Mal recebido pelos japoneses, que acusaram a cineasta de passar uma visão errônea sobre o tratamento que davam aos prisioneiros durante a guerra, o filme tem criado polêmica e dividido opiniões. No Vaticano, por exemplo, foram só elogios. Nos EUA, ele alcançou o topo das bilheterias já em sua estreia, desbancando Caminhos da Floresta (Into the woods).

É o segundo projeto dirigido por Jolie – e já mostra que ela tem amadurecido, mas ainda não alcançou seu auge. A história é emocionante e bem produzida, mas peca por ser extremamente quadrada. Ao não assumir muitos riscos, Jolie subestima seu público. Constrói um herói numa sequência de obviedades que lhe tiram a humanidade.
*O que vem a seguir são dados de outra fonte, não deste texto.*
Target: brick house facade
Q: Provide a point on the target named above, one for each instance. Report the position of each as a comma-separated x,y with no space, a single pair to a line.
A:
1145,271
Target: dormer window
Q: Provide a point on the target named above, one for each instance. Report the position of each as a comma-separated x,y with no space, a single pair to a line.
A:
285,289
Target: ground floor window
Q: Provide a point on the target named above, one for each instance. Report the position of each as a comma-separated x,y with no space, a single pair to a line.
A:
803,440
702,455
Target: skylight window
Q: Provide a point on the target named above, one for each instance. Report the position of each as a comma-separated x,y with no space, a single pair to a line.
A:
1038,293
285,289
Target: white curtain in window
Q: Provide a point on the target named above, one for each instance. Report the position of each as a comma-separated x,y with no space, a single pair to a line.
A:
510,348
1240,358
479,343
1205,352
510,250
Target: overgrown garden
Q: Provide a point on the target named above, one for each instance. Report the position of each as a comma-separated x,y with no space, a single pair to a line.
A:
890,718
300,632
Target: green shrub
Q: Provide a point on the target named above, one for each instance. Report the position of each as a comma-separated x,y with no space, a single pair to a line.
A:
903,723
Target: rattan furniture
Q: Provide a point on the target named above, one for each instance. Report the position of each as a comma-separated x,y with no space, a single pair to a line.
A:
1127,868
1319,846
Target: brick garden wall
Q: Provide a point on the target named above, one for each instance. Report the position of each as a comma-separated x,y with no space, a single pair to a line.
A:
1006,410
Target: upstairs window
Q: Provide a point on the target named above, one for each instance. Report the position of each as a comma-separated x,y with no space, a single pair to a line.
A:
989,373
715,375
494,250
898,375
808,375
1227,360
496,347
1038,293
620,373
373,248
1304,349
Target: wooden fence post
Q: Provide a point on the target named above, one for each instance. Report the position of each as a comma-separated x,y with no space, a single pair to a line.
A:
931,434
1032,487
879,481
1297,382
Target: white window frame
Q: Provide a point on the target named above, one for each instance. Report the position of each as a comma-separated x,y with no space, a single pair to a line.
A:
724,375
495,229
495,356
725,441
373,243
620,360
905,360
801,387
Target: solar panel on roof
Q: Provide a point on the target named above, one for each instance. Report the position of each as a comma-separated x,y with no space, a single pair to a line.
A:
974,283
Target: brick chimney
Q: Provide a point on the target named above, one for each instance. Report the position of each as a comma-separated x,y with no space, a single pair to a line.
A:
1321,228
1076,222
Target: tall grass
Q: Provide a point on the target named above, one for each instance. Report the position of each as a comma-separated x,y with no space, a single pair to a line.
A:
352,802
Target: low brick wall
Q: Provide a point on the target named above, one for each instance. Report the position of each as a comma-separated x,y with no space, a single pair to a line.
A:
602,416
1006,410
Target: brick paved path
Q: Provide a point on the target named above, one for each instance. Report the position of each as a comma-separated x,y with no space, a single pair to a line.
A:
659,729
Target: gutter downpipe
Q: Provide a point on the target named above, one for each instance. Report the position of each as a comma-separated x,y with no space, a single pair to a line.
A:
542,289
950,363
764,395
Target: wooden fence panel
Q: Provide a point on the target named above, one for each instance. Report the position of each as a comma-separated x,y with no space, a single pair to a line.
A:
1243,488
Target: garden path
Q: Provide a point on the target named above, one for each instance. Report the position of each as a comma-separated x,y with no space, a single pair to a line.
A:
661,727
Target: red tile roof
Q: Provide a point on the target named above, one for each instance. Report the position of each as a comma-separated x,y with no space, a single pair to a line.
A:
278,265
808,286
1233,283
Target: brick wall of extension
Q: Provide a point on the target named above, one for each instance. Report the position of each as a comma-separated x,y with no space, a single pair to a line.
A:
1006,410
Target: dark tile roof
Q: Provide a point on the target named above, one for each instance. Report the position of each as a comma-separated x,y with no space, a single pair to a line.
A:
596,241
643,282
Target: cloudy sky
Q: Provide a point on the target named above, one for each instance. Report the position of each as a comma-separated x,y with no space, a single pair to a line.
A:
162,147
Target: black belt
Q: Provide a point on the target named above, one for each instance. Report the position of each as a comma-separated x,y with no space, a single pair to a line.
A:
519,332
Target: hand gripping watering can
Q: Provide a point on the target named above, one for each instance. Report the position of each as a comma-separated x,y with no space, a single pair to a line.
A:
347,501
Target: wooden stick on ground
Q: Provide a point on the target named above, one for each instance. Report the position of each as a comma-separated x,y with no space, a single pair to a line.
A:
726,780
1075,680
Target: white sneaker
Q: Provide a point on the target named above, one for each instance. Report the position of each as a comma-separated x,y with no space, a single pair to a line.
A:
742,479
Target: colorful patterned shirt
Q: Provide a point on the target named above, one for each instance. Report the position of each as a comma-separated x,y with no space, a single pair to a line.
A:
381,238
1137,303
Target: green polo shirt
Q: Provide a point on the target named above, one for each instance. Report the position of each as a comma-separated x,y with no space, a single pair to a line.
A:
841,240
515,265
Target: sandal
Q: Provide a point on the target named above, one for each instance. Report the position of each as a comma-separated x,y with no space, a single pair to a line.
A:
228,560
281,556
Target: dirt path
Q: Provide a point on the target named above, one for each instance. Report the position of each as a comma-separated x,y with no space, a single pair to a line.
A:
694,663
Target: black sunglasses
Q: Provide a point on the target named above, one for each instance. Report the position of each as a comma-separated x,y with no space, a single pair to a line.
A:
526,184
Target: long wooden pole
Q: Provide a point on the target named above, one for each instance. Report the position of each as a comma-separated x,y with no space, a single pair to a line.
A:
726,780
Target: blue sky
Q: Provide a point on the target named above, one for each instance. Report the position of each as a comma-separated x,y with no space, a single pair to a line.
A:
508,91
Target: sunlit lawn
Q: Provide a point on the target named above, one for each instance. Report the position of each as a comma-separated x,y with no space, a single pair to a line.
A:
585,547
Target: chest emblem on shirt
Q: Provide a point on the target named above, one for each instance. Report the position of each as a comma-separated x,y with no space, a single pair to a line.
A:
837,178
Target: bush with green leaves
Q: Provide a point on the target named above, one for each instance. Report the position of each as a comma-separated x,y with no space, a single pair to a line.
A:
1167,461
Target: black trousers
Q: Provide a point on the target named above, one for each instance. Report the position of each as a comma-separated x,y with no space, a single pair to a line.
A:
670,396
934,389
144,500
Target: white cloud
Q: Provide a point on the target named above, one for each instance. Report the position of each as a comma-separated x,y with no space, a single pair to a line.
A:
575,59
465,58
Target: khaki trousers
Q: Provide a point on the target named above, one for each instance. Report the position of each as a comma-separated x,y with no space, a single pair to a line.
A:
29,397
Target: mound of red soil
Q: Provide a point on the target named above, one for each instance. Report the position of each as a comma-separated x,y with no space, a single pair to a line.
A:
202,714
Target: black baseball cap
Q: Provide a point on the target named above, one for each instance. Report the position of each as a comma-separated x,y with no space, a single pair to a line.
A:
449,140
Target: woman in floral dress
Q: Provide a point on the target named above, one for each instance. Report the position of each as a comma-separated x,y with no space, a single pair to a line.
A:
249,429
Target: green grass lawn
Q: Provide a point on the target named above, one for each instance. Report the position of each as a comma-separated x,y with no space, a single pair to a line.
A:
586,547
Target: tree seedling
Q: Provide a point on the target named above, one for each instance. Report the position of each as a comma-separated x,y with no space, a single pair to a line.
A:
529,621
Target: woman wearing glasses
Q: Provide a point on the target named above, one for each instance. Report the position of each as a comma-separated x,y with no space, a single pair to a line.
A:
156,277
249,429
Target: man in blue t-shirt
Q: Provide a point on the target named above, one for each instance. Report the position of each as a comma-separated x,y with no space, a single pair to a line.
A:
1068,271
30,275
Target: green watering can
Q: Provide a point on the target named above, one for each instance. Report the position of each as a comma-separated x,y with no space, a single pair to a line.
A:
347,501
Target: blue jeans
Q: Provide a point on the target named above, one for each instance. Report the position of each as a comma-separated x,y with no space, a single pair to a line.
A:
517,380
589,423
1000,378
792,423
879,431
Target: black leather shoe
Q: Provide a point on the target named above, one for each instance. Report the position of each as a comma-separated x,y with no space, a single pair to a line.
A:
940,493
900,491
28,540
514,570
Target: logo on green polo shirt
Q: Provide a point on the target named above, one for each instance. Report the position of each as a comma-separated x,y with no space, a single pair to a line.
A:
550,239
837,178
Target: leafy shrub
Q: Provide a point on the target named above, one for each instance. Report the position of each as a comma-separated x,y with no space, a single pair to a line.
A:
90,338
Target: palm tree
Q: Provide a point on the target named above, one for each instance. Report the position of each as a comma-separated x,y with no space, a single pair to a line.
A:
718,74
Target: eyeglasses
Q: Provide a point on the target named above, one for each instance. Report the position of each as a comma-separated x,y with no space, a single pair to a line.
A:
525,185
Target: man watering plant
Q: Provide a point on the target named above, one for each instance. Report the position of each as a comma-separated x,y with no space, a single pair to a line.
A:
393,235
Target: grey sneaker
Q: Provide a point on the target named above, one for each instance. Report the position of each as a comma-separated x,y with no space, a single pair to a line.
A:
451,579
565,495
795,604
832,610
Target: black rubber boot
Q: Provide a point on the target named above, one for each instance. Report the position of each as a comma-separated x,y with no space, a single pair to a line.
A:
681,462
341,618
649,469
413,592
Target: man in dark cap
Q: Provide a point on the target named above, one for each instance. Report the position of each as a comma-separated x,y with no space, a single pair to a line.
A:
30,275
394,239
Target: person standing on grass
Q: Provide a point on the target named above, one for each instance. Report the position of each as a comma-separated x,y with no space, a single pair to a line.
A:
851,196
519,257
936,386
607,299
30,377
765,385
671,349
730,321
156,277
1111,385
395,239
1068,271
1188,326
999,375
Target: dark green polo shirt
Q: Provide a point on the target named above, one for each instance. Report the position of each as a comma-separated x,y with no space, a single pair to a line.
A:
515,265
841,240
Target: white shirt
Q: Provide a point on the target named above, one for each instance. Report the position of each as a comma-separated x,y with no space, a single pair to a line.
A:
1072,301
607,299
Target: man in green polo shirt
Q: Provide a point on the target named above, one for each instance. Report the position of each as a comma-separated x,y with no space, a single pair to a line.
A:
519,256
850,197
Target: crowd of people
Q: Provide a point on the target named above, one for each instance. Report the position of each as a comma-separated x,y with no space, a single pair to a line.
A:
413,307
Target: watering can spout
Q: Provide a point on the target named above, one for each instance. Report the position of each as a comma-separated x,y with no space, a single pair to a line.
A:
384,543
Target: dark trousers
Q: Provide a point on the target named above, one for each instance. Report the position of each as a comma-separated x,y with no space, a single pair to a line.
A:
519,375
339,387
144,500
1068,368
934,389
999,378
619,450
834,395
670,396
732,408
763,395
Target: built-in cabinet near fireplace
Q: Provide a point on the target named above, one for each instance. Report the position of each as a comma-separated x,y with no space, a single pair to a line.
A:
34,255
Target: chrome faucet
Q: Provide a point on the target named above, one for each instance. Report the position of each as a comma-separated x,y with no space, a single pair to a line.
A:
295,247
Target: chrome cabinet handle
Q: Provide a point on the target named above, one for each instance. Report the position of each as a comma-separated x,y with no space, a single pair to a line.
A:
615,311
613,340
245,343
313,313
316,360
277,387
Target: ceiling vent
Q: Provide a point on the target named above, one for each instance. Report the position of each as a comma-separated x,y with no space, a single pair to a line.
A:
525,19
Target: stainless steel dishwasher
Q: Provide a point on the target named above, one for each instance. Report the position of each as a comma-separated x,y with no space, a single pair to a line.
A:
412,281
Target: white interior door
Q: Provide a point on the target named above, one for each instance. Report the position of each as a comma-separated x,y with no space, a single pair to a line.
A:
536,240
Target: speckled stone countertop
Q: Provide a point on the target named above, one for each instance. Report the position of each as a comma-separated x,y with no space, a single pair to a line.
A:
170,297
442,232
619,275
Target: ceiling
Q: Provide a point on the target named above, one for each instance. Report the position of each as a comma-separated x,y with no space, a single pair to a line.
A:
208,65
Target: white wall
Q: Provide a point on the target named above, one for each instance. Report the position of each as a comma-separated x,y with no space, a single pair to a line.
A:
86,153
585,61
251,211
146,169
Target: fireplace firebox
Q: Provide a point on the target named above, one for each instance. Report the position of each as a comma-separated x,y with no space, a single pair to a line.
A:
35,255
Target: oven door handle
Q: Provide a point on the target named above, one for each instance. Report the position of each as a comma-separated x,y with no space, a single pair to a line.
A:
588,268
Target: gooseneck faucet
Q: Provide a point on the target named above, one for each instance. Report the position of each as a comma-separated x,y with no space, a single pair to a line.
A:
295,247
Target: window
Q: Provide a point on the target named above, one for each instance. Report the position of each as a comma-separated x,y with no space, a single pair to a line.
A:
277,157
Boa parte das atuações é convincente, mas não há nada fenomenal. Domhnall Gleeson e Garrett Hedlund, que vivem dois soldados amigos do protagonista, foram boas escolhas para o quadro de coadjuvantes. Já Jack O’Connell, que interpreta Zamperini, deixa a desejar – prova disso é o fato de que não foi indicado ao Oscar, mesmo que a Academia adore um herói americano. Também há Miyavi, que interpreta a “Ave” (um torturador de Zamperini) e entrega uma atuação quase vergonhosa.

Para finalizar, há a trilha sonora. Em poucas palavras, dificilmente ela poderia ser pior, considerando o tamanho da produção.

Ponto forte

A história é, sem dúvidas, inspiradora. Zamperini foi um desses sujeitos excepcionais que merecem ter seus nomes eternizados pela arte. Jolie acertou ao apostar num roteiro baseado em sua experiência.

Ponto fraco

O longa não deixa espaço para dúvida. É como se Angelina imprimisse sua opinião sobre Zamperini na tela, construindo um mocinho perfeito e arrematando com frases (literalmente frases) que atestam sua grandiosidade antes que subam os créditos. O público não tem muito espaço para interpretá-lo ou ver suas fraquezas.